摂食障害の家族対応。言葉で伝える、本音で話すコミュニケーションを摂食障害専門カウンセラー中村綾子が解説

普通の会話、出来ていますか?


摂食障害専門カウンセラー中村綾子です。
摂食障害は心の病気です。

心は目に見えないからこそ、様々な言葉が誤解されたまま使われたり、言葉によって傷ついたりしてしまいます。
そこで、当オフィスとして「摂食障害の言葉」を整理してみました。

今後も、こうした「言葉の整理」は増やしていく予定です。
関連記事などもご紹介していますので、併せてご覧ください。

卒業

①症状ゼロ
②学校・仕事をムリなく続けられること。

この2つが半年以上経過して「卒業」と当オフィスでは定義しています

→関連ブログ記事:「もう大丈夫」というお母様の早すぎる安心が、娘の摂食障害を悪化させる理由

回復

ちょっと良くなるも含める。

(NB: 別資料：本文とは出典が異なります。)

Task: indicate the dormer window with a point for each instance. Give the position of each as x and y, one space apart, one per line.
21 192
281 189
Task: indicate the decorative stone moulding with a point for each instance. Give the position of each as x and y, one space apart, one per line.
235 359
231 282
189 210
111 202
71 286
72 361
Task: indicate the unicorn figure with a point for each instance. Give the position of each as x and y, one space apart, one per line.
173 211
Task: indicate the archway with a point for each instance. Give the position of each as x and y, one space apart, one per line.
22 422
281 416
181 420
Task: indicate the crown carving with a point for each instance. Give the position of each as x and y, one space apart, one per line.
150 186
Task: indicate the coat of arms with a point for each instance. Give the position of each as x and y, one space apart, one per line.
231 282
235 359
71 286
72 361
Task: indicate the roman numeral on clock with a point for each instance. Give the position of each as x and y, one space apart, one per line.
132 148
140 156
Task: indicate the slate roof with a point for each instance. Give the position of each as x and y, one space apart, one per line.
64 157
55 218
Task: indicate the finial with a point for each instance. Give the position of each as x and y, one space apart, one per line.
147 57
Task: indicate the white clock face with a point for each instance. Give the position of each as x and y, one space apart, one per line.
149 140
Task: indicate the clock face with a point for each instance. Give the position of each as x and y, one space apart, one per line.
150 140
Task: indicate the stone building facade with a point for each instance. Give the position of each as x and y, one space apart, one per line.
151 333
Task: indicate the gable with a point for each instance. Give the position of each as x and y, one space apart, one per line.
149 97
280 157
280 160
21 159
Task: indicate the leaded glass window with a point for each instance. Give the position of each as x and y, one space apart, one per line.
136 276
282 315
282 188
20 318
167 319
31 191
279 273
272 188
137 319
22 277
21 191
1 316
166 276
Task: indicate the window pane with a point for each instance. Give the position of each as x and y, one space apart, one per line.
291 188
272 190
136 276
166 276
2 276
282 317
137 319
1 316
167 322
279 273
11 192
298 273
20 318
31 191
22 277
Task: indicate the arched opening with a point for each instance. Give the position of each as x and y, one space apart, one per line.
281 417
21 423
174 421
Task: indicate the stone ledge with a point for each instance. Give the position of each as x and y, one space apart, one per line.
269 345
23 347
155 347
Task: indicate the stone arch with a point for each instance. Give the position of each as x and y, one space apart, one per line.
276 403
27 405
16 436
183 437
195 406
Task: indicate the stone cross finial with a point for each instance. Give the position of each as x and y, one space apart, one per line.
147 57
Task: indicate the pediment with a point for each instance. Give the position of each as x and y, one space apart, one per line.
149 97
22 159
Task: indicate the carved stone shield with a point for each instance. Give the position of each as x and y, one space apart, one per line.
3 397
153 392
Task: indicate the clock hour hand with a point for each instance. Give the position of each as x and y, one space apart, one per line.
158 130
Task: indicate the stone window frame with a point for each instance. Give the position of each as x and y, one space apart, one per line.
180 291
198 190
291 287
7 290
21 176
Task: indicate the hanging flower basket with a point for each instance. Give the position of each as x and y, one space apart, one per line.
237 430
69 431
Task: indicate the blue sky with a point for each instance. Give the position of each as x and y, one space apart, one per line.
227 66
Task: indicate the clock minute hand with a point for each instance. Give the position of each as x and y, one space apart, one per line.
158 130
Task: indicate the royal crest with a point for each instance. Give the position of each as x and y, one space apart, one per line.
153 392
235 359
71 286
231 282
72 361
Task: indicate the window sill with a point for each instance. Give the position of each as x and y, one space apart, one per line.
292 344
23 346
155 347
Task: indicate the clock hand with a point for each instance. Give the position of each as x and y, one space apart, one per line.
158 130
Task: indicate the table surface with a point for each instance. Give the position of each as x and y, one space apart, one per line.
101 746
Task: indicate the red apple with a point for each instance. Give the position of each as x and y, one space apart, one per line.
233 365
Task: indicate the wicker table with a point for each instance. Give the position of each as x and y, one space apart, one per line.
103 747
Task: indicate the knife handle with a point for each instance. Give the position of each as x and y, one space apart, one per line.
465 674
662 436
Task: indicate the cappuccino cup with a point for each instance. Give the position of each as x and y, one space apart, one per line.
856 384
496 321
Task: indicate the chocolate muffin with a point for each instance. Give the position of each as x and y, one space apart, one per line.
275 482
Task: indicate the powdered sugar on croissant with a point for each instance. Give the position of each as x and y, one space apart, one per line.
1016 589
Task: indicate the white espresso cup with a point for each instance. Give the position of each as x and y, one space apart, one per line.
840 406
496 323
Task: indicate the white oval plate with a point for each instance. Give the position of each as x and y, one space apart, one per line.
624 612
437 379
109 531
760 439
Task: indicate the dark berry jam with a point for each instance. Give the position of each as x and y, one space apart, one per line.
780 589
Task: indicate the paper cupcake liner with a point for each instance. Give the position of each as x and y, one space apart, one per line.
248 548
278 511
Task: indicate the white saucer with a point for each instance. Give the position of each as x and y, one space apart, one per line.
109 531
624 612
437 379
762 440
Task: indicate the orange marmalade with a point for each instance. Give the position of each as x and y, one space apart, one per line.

でも、卒業と同じではない。

原因

2つの原因に分けて考える

発症の原因

幼少期からの積み重ね。トラウマ、家族のコミュニケーションなど

→関連ブログ記事:摂食障害の二重構造を図解しました。

継続の原因

発症後~現在まで、摂食障害が続いてしまう原因。自宅療養という名の「冷めないぬるま湯生活」など。

ぶり返し

摂食障害の最中に、症状が行ったり来たりすること。

再発

摂食障害の卒業後に、症状が出ること。
ぶり返しと再発の違いを区別することが超重要。再発は、読んで字のごとく「再度、発症する」こと。つまり、一旦は完全に治っているのが大前提にある。

太りたくない

人間だれもが持っている気持ち。ただし程度問題であり、今の自分の心身の状況を冷静に判断することが大事。

→関連動画:「太りたくない」への対応

わがまま

本当の意味のわがままであれば、他者にも優しくなれる。
「自分の夢にわがままであれ」
中学時代の塾の先生が教えてくれた言葉は、今も私の座右の銘。

諦め

生きていく上で、諦めは必要。理想論や夢を追うことだけが、人生ではない。
でも「何もかも諦めること」ではなく、諦めた上で、「今できること」に注力する。

これは摂食障害を治すために取り組む時期も、摂食障害の卒業後にも言えること。